Fed Chairman Ben Bernanke has said that “Community bankers live and work where they do business, and their institutions have deep roots, sometimes established over several generations.”

And Elizabeth Warren has said that “community banks work hard to be trusted, long-term partners with the families they serve.”

Banks with close relationships with their customers are better able to safely make loans to startups or expanding small businesses.

As Mr. Van Buskirk has pointed out, while a Wall Street bank’s computer algorithm might tell a banker to reject a loan, a local banker’s personal expertise might tell the same banker to approve the loan.

Community banks don’t trade in complex and opaque financial products.  They don’t speculate in markets that have been created to simply turn money into more money.

Yet, despite the importance of our nation’s community banks, because of a slumping housing market and a declining economy, we lost 157 community banks last year—the most since 1992, when our economy was in a recession following the Savings & Loan Crisis.  

In my state, community banks have weathered the financial storm better than most – we lost two community banks in Ohio in 2010. But losing even one is too many.

So we’re here today to discuss what we need to do for community banks so that they can invest more in small businesses and consumers.

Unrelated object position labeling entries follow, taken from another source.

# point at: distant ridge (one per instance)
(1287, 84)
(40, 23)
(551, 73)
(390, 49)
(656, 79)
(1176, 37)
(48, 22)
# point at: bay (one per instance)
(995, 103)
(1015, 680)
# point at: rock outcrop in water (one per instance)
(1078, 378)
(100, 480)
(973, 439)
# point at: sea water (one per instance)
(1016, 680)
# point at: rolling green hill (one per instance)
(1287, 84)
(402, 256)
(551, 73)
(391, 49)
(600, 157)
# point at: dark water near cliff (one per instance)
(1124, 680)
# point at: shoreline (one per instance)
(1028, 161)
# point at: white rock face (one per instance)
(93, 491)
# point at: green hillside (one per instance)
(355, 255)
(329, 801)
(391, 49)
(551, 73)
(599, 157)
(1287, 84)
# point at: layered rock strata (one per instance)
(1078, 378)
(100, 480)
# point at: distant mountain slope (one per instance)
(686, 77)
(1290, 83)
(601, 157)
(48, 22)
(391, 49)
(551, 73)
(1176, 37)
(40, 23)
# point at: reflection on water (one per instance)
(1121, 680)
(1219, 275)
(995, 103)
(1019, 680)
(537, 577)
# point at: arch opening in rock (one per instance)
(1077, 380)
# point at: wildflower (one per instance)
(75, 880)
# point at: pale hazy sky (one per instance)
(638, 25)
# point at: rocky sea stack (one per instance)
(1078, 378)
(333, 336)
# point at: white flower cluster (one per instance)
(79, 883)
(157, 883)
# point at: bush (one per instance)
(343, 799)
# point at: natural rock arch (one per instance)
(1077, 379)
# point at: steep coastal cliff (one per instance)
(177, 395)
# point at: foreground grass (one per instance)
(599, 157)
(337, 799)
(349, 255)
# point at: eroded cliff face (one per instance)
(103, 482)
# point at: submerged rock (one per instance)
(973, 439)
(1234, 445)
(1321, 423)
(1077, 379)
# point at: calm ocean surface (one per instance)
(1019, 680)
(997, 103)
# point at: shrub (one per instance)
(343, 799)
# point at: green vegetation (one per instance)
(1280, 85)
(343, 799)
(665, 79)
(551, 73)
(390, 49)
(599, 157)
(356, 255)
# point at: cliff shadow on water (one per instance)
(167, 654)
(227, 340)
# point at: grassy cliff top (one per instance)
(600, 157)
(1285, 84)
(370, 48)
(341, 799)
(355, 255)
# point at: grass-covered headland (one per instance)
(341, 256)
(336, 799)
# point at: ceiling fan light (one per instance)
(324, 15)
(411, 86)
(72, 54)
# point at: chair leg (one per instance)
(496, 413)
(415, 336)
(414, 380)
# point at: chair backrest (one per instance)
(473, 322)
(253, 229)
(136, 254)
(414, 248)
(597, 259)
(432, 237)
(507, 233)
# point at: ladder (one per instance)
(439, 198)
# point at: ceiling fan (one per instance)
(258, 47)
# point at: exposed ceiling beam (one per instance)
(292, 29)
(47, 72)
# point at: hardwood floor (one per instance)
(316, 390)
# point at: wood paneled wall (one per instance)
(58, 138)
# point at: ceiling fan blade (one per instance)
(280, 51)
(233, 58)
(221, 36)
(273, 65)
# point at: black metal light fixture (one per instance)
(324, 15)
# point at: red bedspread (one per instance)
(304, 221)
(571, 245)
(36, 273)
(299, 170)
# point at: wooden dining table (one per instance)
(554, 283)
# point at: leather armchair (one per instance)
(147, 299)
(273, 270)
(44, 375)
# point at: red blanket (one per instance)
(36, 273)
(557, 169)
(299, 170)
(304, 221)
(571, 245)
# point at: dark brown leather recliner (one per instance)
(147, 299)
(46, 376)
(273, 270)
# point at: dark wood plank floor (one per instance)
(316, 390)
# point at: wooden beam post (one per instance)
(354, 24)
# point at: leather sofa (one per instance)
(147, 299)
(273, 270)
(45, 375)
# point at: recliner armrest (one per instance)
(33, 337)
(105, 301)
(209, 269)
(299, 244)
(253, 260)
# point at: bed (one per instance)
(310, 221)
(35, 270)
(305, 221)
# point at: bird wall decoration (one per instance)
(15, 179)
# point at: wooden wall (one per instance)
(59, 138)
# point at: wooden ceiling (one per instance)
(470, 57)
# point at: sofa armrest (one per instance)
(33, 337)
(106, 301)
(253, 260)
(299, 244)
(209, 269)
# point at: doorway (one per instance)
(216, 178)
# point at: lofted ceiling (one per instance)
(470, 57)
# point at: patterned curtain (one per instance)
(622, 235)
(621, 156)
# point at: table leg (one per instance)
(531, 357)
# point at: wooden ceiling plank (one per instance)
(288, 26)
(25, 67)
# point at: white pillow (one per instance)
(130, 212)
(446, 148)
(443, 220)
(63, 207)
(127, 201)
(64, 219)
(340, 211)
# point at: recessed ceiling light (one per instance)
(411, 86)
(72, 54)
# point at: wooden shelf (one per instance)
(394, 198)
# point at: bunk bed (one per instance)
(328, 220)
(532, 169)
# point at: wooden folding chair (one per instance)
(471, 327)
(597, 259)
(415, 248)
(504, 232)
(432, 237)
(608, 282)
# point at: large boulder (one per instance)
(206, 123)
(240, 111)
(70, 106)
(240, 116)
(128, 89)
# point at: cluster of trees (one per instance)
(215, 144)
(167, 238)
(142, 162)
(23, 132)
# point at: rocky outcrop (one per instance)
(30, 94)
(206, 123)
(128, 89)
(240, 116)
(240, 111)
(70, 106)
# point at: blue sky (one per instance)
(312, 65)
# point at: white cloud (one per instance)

As Cam Fine, the President of the Independent Community Bankers of America (ICBA), has acknowledged:

“[T]he Dodd/Frank Act does create an important precedent that recognizes two distinct sectors within the financial services spectrum—Main Street community banks and Wall Street megabanks.”

Dodd-Frank was crafted to address those institutions that are too big and interconnected to fail:

•    The Volcker Rule provision bans federally insured banks from trading for their own profit;

•    The new Financial Stability Oversight Council will oversee large banks and systemically important financial companies;

•    Enhanced capital requirements will apply to financial companies that are systemically important; and

•    There will be greater oversight and transparency of the derivatives market.

Recognizing the importance of our community institutions, there are a number of targeted benefits for community banks:

•    Those under $10 billion of assets will not be examined by the Consumer Financial Protection Bureau;

•    They have been exempted from parts of the Sarbanes-Oxley Act; and

•    Certain small banks are exempt from new regulatory capital and leverage rules.

Despite these efforts to help community banks maintain their competitiveness, challenges remain.

One of the greatest threats to community banking is unfair competition and industry consolidation—with banking now more concentrated than it was before the crisis.

In 2006, the top 10 banks made up 68 percent of total assets; at the end of 2010, they held 77 percent of total banking assets.

And there still may be more consolidation ahead.

A recent survey of corporate Merger & Acquisition advisors ranked financial services in a tie for second among industries most likely for consolidation.

Megabanks have greater options for raising capital through the debt and equity markets.

And they enjoy a lower cost of funds—in the 4th Quarter of last year a $100 billion bank enjoyed an 81 basis-point advantage over its $10 billion competitor.

The ICBA has argued for imposing severe restrictions on any further growth and consolidation within the industry.

I agree that we need to continue working to ensure that banks are more regional and more responsive to local communities.

Community banking is incredibly important to the Midwest.

Our community banks are our small business lenders, and they must play a central role in strengthening the business community and America’s economic recovery.

Our continued economic recovery requires capital that will help businesses expand their operations by hiring workers and buying equipment.

There are so many productive industries in states like Ohio that need investment and capital to help them compete domestically and internationally.

Congress and community banks are both here to support the job creator who just needs a little help from the corner bank to turn his or her dream into a profitable venture.

We should work together to achieve our common goal.